First, watch this short, powerful film about the reality of daily life in parts of Israel since the withdrawal from Gaza, under a government that blew its one military action (in Lebanon), and which doesn’t seem willing to muster the force to stop the Gazans from sending missiles to kill its citizens in Sderot as often as they like.
Now, please consider the very powerful argument made in this op-ed, by Moshe Arens, who was perhaps the smartest, toughest-minded Defense Minister (3X) in Israel’s short history. American-raised and MIT-educated, he reasons from evidence – not wishful thinking – about what makes a policy fly. In this piece, he marshals the recent history of Israel’s various strategies for quelling terror against its citizens. He concludes that the strategy of the current Israeli government to talk to its main enemy, Hamas, is a poor one.
How to fight terror became the subject of endless discussions… As long as Israel seemed unable to find an effective answer to Palestinian terror, the defeatists in our ranks claimed that terror could not be defeated by force, while the more cautious argued that terror could not be defeated by the use of force alone. The implication was that Israel had no choice but to concede to at least some of the terrorists’ demands – that they must be given a “political horizon.”
Arens calls the espousers of the ”force never works” doctrine, ”defeatists.” I suppose that would be as offensive as “appeasers” to Barak Obama, who, among other things, recently told David Brooks that he does not think force will work in Lebanon.
[Obama] said the U.S. should help the Lebanese government deliver better services to the Shiites “to peel support away from Hezbollah” and encourage the local populace to “view them as an oppressive force.” The U.S. should “find a mechanism whereby the disaffected have an effective outlet for their grievances, which assures them they are getting social services.”
The U.S. needs a foreign policy that “looks at the root causes of problems and dangers.” So, we are to look to root causes — a welfare state mantra that never even worked on domestic crime.
But I digress. Arens spells out the lessons learned in Israel:
But once the Israel Defense Forces and the security services began to seriously tackle Palestinian terror… in the spring of 2002, it quickly became clear that terror could be defeated by force. As a matter of fact, it could be defeated only by the use of force. The terrorists view any hints of Israeli willingness to give in to a portion of their essentially limitless demands as a sign of weakness, which only serves to encourage further acts of terror.
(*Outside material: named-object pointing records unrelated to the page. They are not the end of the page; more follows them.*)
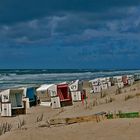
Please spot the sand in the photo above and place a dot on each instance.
(113, 129)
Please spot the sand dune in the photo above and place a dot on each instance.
(112, 129)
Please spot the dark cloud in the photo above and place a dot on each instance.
(19, 10)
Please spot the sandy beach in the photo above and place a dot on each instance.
(111, 129)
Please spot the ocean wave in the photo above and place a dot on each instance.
(12, 78)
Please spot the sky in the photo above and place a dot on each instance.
(63, 34)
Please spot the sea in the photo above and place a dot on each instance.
(11, 78)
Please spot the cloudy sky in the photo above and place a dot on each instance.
(101, 34)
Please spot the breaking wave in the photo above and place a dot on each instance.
(15, 78)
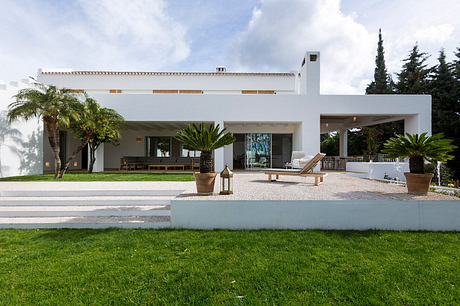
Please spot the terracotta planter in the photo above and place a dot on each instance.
(205, 182)
(418, 183)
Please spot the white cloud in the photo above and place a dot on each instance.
(280, 32)
(90, 34)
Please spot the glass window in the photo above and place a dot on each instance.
(159, 146)
(186, 151)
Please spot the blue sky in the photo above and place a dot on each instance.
(252, 35)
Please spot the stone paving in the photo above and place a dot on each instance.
(251, 186)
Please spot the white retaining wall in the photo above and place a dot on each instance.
(379, 169)
(21, 143)
(339, 215)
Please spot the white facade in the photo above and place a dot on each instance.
(160, 103)
(21, 143)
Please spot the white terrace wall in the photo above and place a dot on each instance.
(21, 143)
(326, 214)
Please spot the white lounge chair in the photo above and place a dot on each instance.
(306, 171)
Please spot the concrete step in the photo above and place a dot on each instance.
(87, 193)
(84, 201)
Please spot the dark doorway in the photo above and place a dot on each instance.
(63, 147)
(84, 157)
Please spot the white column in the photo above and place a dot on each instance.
(99, 163)
(310, 136)
(343, 143)
(219, 154)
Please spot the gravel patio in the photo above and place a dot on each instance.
(254, 186)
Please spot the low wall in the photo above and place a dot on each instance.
(380, 169)
(311, 214)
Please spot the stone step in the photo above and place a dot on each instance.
(63, 220)
(94, 225)
(87, 193)
(83, 211)
(84, 201)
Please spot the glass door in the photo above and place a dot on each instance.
(258, 150)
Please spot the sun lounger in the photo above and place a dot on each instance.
(306, 171)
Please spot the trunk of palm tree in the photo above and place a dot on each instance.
(416, 165)
(52, 129)
(206, 162)
(79, 148)
(92, 156)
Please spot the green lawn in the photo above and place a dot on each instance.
(126, 267)
(106, 176)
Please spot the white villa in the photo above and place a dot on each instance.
(270, 114)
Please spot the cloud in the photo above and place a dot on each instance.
(90, 34)
(280, 32)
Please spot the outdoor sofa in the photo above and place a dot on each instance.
(158, 163)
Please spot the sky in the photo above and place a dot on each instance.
(243, 35)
Israel’s victory over Palestinian terror, which put an end to the daily bouts of suicide bombings, also induced amnesia in the minds of some of Israel’s leaders. The lesson was quickly forgotten.
The Olmert government, he says, is currently conducting …”talks on a cease-firewith Hamas in Gaza. Abandoning the strategy of defeating terrorism, they are now offering Hamas terrorists a respite so they can rearm, train, and prepare for the next round of attacks against Israel, with the help of the Iranians. ”
Finally, Arens notes, acidly,
Now the Olmert government is placing its hopes on proposing a cease-fire to the terrorists. A truce with the terrorists, meaning that Israel would cease its attacks against organizations in Gaza whose leaderships are pledged to Israel’s destruction, is ludicrous and self-defeating. It has not worked with Hezbollah, it will not work with Iran, and it won’t work with Hamas. Until such time as Israel adopts the only strategy that works in the war against terror – attacking the terrorists until they are soundly defeated – Israel will continue to be weakened, and its citizens will continue to be casualties of terrorist acts.
Now it may be that Obama, who has no experience in foreign or defense policy, is right about the value of talking. But I’d rather have Arens in charge of my family’s safety. Perhaps Obama could read Aren’s op-ed as part of his preparation for tea with Ahmadinejad.